Reyer ci porta in un mondo tutto suo e ci da la possibilità di introdurci in esso con la totale facoltà interpretativa, sono “foto da leggere” con occhio attento ed in esse scoprire tutto ciò che celano dietro i possenti corpi che ci mostra. La sua strutturazione psicologica e la tematica ci fanno incrociare tra le altre cose temi d’attualità importanti, la sua coerenza se non altro ci riporta su una dimensione umana molto più profonda di quel che può apparire.
Un plauso particolare va dato alle sue linee armoniose e mai eccessive, sotto questo punto di vista, “il nostro”, ci porta nel suo mondo fatto di arte e di materia, della teatralità che lo accompagna da sempre nelle sue opere.

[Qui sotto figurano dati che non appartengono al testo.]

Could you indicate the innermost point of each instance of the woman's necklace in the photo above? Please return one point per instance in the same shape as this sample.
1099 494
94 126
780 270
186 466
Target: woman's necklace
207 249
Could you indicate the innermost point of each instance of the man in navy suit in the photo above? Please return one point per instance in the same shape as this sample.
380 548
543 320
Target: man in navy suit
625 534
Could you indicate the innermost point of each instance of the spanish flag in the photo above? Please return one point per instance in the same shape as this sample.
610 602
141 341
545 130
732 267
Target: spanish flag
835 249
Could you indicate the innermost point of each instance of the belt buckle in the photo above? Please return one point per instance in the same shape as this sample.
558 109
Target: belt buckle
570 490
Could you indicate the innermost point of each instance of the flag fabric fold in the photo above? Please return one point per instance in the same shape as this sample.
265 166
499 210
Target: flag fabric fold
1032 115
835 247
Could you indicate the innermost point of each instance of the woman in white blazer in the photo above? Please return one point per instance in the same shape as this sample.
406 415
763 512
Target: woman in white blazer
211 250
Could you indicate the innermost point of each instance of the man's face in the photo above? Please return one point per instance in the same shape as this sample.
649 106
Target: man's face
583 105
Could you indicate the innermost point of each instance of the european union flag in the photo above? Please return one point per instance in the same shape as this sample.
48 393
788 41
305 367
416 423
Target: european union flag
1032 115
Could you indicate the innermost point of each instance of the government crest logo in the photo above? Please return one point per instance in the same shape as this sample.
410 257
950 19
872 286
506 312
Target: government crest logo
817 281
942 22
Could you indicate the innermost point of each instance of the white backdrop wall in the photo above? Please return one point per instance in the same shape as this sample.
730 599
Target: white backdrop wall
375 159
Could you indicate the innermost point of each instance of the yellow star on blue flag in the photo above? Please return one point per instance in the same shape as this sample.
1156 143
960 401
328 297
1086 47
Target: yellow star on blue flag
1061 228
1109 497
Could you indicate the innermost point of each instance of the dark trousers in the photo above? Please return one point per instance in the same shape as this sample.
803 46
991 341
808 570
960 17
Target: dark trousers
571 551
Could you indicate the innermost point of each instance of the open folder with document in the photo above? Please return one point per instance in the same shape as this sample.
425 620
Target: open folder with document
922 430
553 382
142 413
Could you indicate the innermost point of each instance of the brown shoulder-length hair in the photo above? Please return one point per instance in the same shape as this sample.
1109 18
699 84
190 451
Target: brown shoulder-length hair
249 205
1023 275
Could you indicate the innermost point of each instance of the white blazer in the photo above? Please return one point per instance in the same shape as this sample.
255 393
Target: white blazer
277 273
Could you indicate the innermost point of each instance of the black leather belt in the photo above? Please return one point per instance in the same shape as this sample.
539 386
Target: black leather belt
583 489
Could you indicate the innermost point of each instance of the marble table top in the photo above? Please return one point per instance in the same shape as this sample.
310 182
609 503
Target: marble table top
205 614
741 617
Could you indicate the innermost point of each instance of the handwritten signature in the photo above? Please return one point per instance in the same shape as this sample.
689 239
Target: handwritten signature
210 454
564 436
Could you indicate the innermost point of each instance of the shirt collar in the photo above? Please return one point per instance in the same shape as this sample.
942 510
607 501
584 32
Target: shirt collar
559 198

Il particolare ruba l’occhio, ma la totalità del suo lavoro merita una menzione per quel modo di trarre arte dalla nudità e dalla capacità di trasferire allo spettatore la forza, la sensualità ma nello stesso tempo la dolcezza dell’espressione.
La sua linearità inoltre rispetta un pensiero ben chiaro dal primo sguardo portandoci verso lidi inesplorati.
Un “nuovo” maestro dell’immagine da seguire nel suo futuro figurativo.»